The results suggest these areas are not as well guarded as once thought, a reality check for nations striving to meet commitments on biodiversity loss under the Convention on Biological Diversity (CBD), by creating protected lands.
The last global assessment of the impacts of human activity within protected areas was in 1992, a time since which the global extent of protected areas has roughly doubled in size.
However, the assessment in 1992 did not account for the presence of roads and navigable waterways, among other manmade elements.
In a new study by researchers from University of Queensland in Australia sought to more thoroughly assess the current state of protected areas.
They analysed a global map that combines data on built environments, intensive agriculture, pasture lands, human population density, nighttime lights, roads, railways, and navigable waterways.
They report that, as a global average, 33 per cent of protected land is under intense human pressure, while 42 per cent of it free of any measurable human pressure.
In terms of designated pockets of protected land, only 10 per cent of lands were completely free of human activity, but most of these regions are in remote areas of high-latitude nations, such as Russia and Canada.

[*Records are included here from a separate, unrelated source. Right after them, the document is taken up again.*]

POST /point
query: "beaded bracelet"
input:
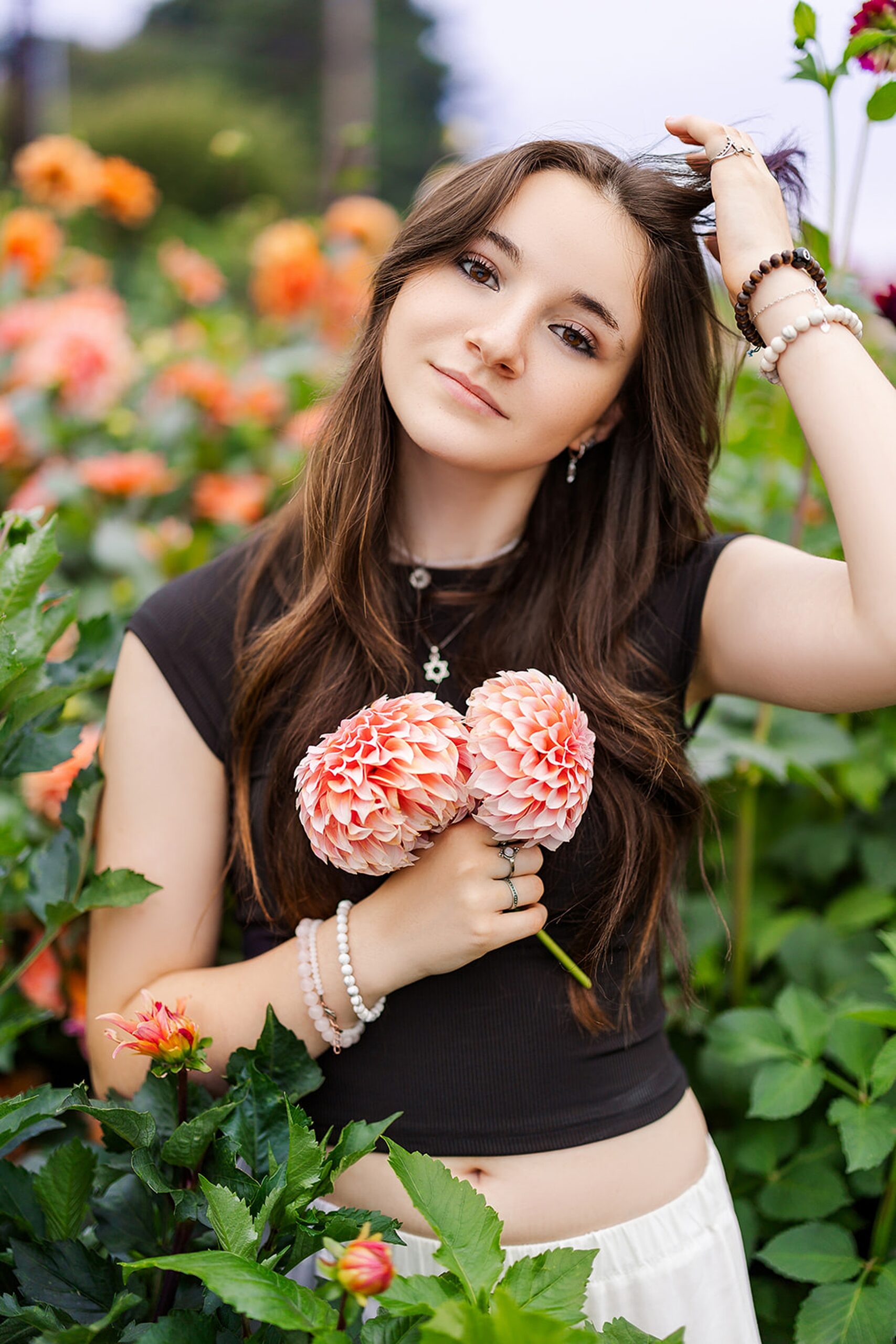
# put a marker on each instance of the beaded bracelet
(349, 975)
(309, 979)
(797, 257)
(817, 318)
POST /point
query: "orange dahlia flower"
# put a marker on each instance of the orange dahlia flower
(127, 193)
(195, 277)
(58, 171)
(167, 1035)
(46, 791)
(139, 472)
(231, 496)
(289, 269)
(30, 239)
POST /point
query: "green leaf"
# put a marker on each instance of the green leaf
(460, 1217)
(419, 1295)
(805, 1018)
(867, 1132)
(883, 1070)
(26, 566)
(187, 1146)
(749, 1037)
(846, 1314)
(813, 1253)
(553, 1281)
(69, 1276)
(62, 1187)
(855, 1045)
(784, 1089)
(804, 22)
(806, 1187)
(280, 1054)
(230, 1220)
(882, 105)
(251, 1289)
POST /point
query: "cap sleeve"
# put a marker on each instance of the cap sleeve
(187, 628)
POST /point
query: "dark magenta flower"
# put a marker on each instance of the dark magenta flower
(878, 15)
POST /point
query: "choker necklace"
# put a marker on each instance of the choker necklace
(421, 575)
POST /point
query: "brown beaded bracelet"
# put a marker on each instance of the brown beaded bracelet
(798, 257)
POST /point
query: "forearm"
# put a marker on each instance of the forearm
(230, 1003)
(847, 411)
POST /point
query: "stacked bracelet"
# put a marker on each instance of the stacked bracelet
(309, 979)
(349, 975)
(817, 318)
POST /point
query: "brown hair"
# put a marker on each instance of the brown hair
(638, 507)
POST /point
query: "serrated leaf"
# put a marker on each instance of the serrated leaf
(813, 1253)
(844, 1314)
(62, 1187)
(230, 1220)
(468, 1227)
(867, 1132)
(553, 1281)
(784, 1089)
(805, 1018)
(251, 1289)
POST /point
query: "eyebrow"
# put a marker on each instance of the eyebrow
(578, 296)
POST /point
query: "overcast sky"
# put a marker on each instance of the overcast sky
(610, 71)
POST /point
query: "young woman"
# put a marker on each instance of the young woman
(513, 474)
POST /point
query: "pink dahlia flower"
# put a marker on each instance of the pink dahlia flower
(371, 791)
(532, 756)
(880, 17)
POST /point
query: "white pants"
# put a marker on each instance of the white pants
(681, 1264)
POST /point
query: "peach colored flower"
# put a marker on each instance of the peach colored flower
(532, 756)
(127, 193)
(39, 490)
(167, 1035)
(80, 347)
(303, 428)
(30, 239)
(370, 792)
(231, 496)
(364, 1266)
(41, 983)
(363, 219)
(195, 277)
(289, 269)
(83, 269)
(257, 398)
(196, 381)
(139, 472)
(46, 791)
(58, 171)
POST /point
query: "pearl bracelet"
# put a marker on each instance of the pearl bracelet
(349, 975)
(309, 980)
(817, 318)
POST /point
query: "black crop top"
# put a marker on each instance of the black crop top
(488, 1058)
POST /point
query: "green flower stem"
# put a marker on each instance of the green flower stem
(882, 1232)
(562, 958)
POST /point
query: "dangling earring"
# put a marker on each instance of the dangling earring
(575, 456)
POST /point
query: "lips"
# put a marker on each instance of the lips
(471, 386)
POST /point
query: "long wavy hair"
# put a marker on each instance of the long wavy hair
(567, 593)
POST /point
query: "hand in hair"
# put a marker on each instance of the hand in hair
(751, 215)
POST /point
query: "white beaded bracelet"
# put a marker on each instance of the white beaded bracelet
(311, 984)
(817, 318)
(349, 975)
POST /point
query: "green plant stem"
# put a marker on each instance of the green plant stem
(883, 1229)
(562, 958)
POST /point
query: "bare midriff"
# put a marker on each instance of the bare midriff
(558, 1194)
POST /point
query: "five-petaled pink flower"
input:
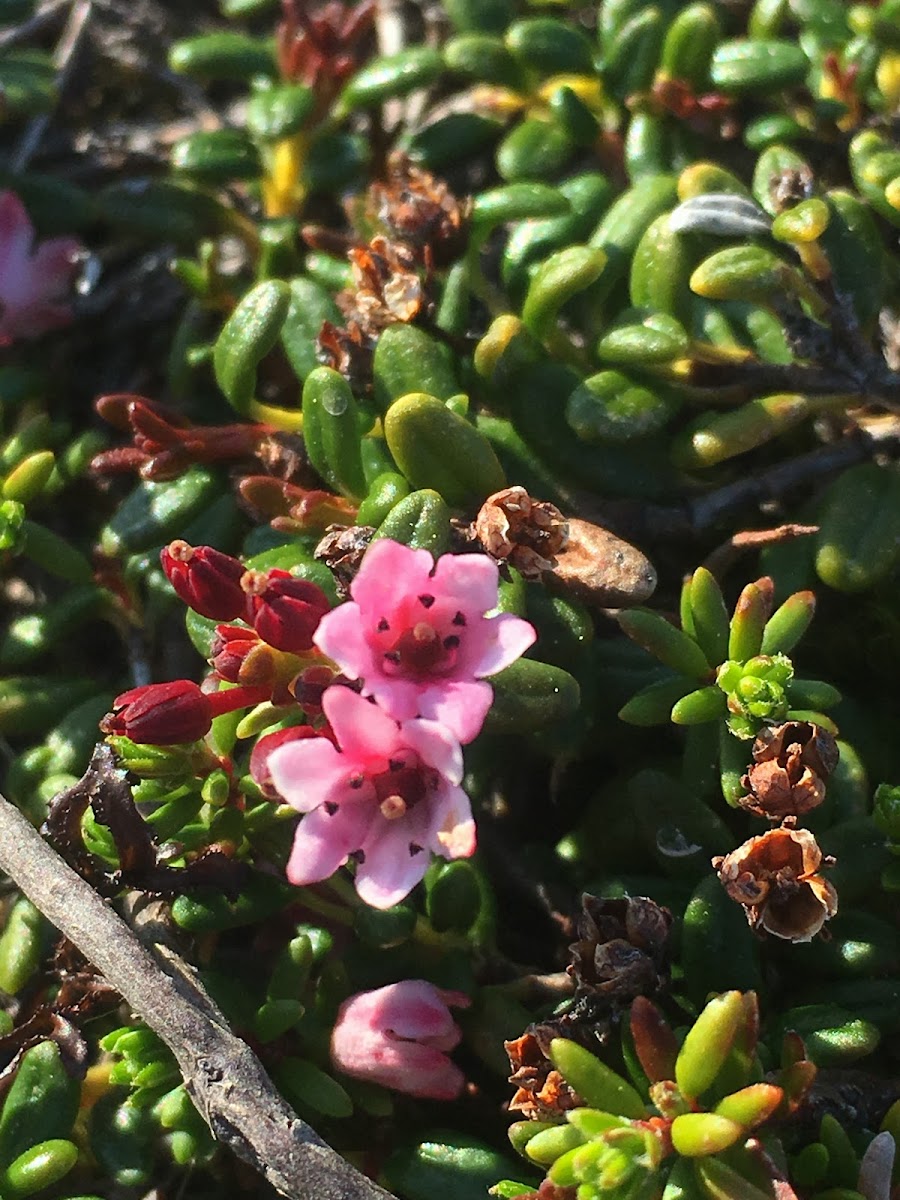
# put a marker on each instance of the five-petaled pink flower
(399, 1037)
(33, 282)
(385, 798)
(418, 636)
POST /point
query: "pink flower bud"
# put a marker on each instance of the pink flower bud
(205, 579)
(283, 610)
(264, 747)
(34, 281)
(399, 1037)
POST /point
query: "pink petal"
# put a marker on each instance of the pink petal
(324, 841)
(436, 747)
(341, 636)
(414, 1008)
(363, 730)
(460, 706)
(472, 580)
(390, 870)
(400, 697)
(451, 828)
(16, 237)
(309, 773)
(389, 574)
(507, 639)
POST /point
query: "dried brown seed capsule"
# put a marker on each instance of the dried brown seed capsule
(541, 1091)
(342, 550)
(791, 766)
(775, 877)
(601, 569)
(527, 534)
(622, 949)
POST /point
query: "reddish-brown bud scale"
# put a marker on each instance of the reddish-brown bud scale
(169, 713)
(161, 714)
(283, 610)
(264, 747)
(207, 580)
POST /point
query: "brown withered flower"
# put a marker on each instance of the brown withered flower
(623, 948)
(341, 550)
(385, 286)
(322, 48)
(791, 766)
(601, 569)
(417, 208)
(527, 534)
(541, 1092)
(775, 877)
(347, 351)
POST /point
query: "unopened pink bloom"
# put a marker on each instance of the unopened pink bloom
(33, 282)
(417, 635)
(387, 797)
(399, 1037)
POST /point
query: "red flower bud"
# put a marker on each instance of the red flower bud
(231, 647)
(283, 610)
(161, 713)
(205, 579)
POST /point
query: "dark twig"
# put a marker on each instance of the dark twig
(223, 1077)
(64, 60)
(724, 556)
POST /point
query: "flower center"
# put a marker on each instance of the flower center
(423, 648)
(403, 785)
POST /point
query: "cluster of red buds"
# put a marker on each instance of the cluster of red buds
(165, 443)
(264, 658)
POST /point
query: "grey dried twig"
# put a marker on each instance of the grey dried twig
(223, 1077)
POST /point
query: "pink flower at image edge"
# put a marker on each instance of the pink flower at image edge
(417, 635)
(399, 1037)
(388, 797)
(34, 282)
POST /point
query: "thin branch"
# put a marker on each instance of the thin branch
(223, 1077)
(64, 59)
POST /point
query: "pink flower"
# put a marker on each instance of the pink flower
(417, 634)
(33, 285)
(397, 1037)
(387, 797)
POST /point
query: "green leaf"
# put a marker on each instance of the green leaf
(247, 336)
(597, 1084)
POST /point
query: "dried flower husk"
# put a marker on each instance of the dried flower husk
(541, 1091)
(527, 534)
(791, 766)
(417, 208)
(342, 550)
(775, 877)
(623, 948)
(601, 569)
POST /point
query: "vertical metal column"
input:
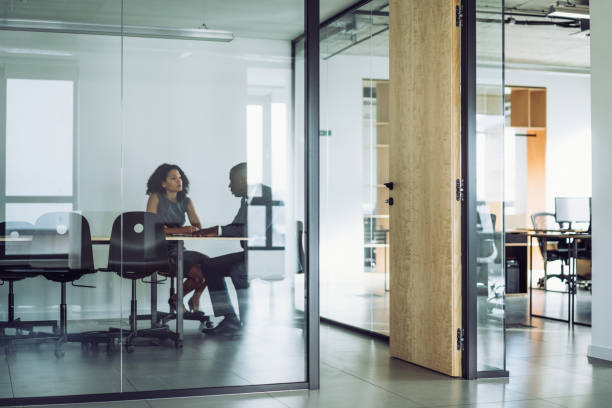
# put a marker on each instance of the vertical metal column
(469, 243)
(311, 8)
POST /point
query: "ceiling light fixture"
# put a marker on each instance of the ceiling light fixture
(199, 34)
(574, 12)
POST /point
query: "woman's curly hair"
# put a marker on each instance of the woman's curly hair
(159, 176)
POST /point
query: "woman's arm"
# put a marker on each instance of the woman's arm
(193, 216)
(152, 205)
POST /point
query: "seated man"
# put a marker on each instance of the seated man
(233, 265)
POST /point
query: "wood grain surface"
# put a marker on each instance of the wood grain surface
(425, 161)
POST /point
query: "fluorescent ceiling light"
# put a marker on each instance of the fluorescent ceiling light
(109, 29)
(569, 12)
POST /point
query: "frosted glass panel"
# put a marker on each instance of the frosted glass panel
(30, 212)
(39, 130)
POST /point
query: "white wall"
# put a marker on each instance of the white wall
(601, 84)
(342, 175)
(568, 131)
(181, 102)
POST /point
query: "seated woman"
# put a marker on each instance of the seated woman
(167, 189)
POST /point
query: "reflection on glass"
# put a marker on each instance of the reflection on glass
(489, 189)
(88, 121)
(354, 148)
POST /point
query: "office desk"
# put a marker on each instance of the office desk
(573, 238)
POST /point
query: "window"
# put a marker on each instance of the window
(39, 136)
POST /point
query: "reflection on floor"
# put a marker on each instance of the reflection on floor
(548, 369)
(358, 300)
(555, 305)
(270, 349)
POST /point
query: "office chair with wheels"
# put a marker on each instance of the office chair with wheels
(551, 249)
(15, 266)
(137, 250)
(489, 290)
(62, 252)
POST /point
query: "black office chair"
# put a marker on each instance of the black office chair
(138, 249)
(551, 249)
(489, 291)
(15, 266)
(62, 252)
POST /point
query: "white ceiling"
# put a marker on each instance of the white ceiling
(272, 19)
(284, 20)
(547, 45)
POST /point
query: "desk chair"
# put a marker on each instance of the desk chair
(489, 292)
(138, 249)
(62, 252)
(551, 249)
(15, 266)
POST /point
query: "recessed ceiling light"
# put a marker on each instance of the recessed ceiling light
(576, 12)
(108, 29)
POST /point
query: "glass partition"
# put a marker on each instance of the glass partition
(489, 161)
(152, 197)
(354, 165)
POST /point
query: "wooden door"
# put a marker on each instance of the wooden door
(424, 164)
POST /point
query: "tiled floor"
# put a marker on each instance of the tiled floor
(548, 368)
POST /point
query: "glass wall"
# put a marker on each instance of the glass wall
(489, 186)
(95, 98)
(354, 165)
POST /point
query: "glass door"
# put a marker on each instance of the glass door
(483, 158)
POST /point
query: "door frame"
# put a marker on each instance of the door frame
(469, 239)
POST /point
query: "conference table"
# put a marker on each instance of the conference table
(574, 237)
(179, 240)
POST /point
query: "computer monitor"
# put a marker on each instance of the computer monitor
(573, 209)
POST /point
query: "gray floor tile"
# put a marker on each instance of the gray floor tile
(339, 389)
(584, 401)
(230, 401)
(6, 390)
(110, 404)
(454, 391)
(562, 384)
(537, 403)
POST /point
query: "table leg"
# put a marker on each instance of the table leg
(154, 300)
(387, 289)
(530, 276)
(179, 290)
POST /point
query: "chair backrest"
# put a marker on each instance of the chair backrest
(300, 247)
(61, 246)
(138, 246)
(544, 221)
(15, 248)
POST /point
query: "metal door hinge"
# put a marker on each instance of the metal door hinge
(460, 339)
(459, 15)
(459, 189)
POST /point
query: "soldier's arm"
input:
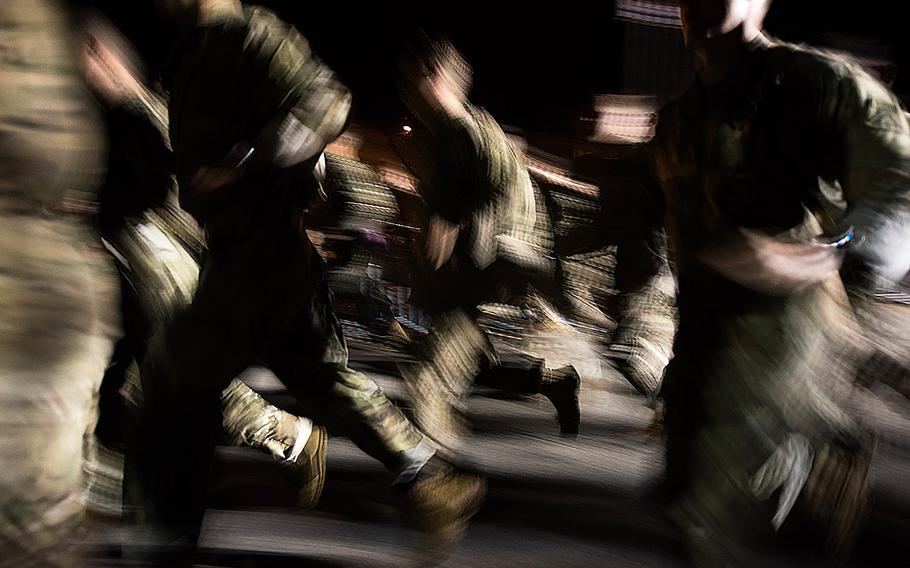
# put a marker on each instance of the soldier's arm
(871, 150)
(313, 105)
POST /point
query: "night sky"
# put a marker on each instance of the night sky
(534, 67)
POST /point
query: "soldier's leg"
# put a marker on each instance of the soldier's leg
(162, 275)
(561, 386)
(189, 363)
(53, 350)
(440, 498)
(312, 362)
(449, 360)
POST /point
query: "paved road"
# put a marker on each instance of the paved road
(552, 501)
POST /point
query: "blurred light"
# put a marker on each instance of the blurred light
(624, 119)
(649, 12)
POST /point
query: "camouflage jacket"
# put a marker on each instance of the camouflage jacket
(237, 79)
(478, 180)
(758, 151)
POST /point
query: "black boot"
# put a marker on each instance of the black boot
(561, 386)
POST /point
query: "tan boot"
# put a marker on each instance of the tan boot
(311, 467)
(441, 502)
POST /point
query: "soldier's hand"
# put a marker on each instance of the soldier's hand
(771, 266)
(441, 237)
(213, 179)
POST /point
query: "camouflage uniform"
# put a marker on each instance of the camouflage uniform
(153, 242)
(473, 177)
(262, 296)
(755, 391)
(644, 304)
(55, 335)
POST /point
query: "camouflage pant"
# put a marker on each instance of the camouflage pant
(642, 344)
(261, 299)
(755, 401)
(450, 358)
(159, 278)
(54, 341)
(54, 344)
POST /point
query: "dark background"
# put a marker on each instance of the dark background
(535, 65)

Protected areas designated after 1993 have a lower level of intense human pressure within their borders than those previously designated.
Researchers suggest that this may indicate that more recently designated areas were targeted as protected spaces because they were recognised as being under low human pressure.
Scientists found no relationship between the degree of human pressure and a number of conservation categories. They also suggest that some protected areas could be better categorised to restrict human activity.